# Firewall Leak Tests



## Deckard (May 8, 2006)

Matousec.com has done a study of 21 personal firewalls for leak tests, and the results are surprising. What's not surprising is that Windows XP SP2's firewall failed every test.

http://www.matousec.com/projects/windows-personal-firewall-analysis/leak-tests-results.php


----------



## tetonbob (Jan 10, 2005)

Great info, Deckard.

src2206 will be pleased to see the Comodo results :sayyes: He's been trying to tell us all about it for some time now.


----------



## Glaswegian (Sep 16, 2005)

Nice link Decks thanks.

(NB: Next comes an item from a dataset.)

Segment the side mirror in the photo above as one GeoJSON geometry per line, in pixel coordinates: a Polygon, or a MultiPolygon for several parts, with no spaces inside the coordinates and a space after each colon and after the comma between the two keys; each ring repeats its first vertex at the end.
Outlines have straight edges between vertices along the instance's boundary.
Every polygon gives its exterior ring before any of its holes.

Some very interesting stuff there. src2206 will be on cloud nine - is he on commission? :grin:


----------



## eXPeri3nc3 (Dec 3, 2005)

Broken link for "leak tests"

http://www.matousec.com/projects/windows-personal-firewall-analysis/introduction-firewall-leak-testing.php%5B/*url*


----------



## martt (Jul 26, 2005)

Being a user of the Comodo firewall, I visit their forum. I'd read the test before because they link to it from there. I've been using this firewall for some time now and think it is a good one. Nice to have the opinion confirmed.

Version 2.3.6.81 is the current release. 2.4 is being worked on. The name of the firewall has been changed on the latest beta release. It is now called Comodo Firewall _Pro_. The word 'Pro' has been added to stop it being compared to the free versions of other firewalls. The developers want Comodo to be thought of as better than those.


----------



## wally246 (Aug 4, 2006)

Thanks!


----------